La ministra cancela el encuentro previsto con el Comité de Huelga y las comunidades autónomas para abordar el conflicto del Estatuto Marco, alegando el incumplimiento de un acuerdo anterior. Los médicos mantienen sus críticas a la reforma laboral sanitaria.
Mónica García, ministra de Sanidad, ha suspendido la reunión conjunta que estaba prevista con el Comité de Huelga y las comunidades autónomas para abordar el conflicto del Estatuto Marco. La decisión agrava el malestar del colectivo médico, que venía reclamando cambios de fondo en la reforma y una interlocución más clara con el Ministerio. García justificó la cancelación en el Senado al asegurar que una de las partes no ha cumplido el acuerdo alcanzado dos días antes, lo que ha impedido seguir con el procedimiento previsto.
Es un nuevo revés en un proceso ya muy tensionado por el rechazo de buena parte de los médicos al contenido de la reforma y a la forma en que el Ministerio ha conducido la negociación. La reunión tenía especial relevancia porque debía sentar en una misma mesa al Comité de Huelga y a las comunidades autónomas, en un momento en el que los profesionales sanitarios exigen respuestas concretas sobre sus condiciones laborales y sobre el alcance real del nuevo Estatuto Marco.
Durante su comparecencia en la Comisión de Sanidad del Senado, García no detalló qué parte habría incumplido el acuerdo, pero sí defendió que el diálogo "sigue intacto". Esa afirmación llega en un contexto de creciente desconfianza de los médicos hacia el Ministerio, al considerar que sus reivindicaciones siguen sin encontrar una respuesta suficiente y que la reforma se está tramitando sin el consenso necesario con uno de los colectivos más directamente afectados.
El choque gira en torno a un texto que el departamento de Sanidad presenta como una mejora del marco laboral sanitario, mientras que desde el frente médico se observa con recelo y se reclama una revisión más ambiciosa.
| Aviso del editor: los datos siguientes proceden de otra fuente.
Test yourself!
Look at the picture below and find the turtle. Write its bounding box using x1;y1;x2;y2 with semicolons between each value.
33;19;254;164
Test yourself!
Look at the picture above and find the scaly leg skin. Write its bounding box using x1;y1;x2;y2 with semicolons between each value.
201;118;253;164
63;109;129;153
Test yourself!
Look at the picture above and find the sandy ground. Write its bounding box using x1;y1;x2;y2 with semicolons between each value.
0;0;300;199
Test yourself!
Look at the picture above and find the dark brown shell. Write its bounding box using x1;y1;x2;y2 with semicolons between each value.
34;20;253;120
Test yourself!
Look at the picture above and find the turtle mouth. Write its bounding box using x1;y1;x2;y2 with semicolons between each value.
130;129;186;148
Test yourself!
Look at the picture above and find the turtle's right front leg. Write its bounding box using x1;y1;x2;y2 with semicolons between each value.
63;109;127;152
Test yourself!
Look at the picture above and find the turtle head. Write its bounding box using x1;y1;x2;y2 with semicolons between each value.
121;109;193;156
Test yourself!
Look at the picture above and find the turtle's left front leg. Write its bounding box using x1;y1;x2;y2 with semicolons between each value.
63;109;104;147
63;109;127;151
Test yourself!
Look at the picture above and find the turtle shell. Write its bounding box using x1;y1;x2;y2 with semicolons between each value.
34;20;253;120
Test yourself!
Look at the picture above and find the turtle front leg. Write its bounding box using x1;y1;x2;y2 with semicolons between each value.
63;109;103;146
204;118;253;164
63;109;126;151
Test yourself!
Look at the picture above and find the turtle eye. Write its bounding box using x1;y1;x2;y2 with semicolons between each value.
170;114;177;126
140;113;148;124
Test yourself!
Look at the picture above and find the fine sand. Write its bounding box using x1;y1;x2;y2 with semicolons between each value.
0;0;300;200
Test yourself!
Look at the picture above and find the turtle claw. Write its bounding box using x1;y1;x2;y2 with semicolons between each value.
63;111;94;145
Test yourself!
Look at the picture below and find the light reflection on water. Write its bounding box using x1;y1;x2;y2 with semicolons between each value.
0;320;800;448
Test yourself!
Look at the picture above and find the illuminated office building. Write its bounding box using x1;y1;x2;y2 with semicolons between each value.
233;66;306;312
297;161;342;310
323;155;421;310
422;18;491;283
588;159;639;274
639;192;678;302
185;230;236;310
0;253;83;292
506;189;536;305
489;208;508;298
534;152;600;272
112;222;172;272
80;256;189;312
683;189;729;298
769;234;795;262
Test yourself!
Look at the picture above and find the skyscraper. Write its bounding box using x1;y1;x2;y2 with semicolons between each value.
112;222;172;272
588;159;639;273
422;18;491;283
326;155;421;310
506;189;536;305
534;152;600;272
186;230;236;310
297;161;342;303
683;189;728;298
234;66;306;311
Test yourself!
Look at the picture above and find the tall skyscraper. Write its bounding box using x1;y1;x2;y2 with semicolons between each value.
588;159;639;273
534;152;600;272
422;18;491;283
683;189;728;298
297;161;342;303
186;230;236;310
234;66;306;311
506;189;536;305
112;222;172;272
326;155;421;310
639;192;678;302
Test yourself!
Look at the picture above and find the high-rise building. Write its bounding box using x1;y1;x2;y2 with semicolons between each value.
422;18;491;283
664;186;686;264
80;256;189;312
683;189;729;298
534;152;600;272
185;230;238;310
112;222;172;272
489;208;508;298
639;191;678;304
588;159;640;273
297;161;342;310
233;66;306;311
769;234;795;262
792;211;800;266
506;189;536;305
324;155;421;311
El Comité de Huelga considera que el Estatuto Marco no resuelve de manera adecuada problemas estructurales vinculados a las condiciones de trabajo, la organización profesional y el reconocimiento específico de la labor médica dentro del sistema sanitario.
La reunión suspendida era algo más que una cita de trámite. Para los médicos movilizados representaba una oportunidad para trasladar directamente sus reclamaciones en presencia de las autonomías, que son además pieza esencial en la aplicación práctica de cualquier cambio normativo en la sanidad pública. Su cancelación refuerza la sensación de bloqueo en una negociación que ya arrastraba un fuerte desgaste.
El próximo paso en la negociación permanece abierto. Ni el Ministerio ni el Comité de Huelga han anunciado cuándo se retomará el diálogo, mientras los médicos mantienen sus movilizaciones y las comunidades autónomas esperan claridad sobre cómo avanzará el proceso de implementación del Estatuto Marco.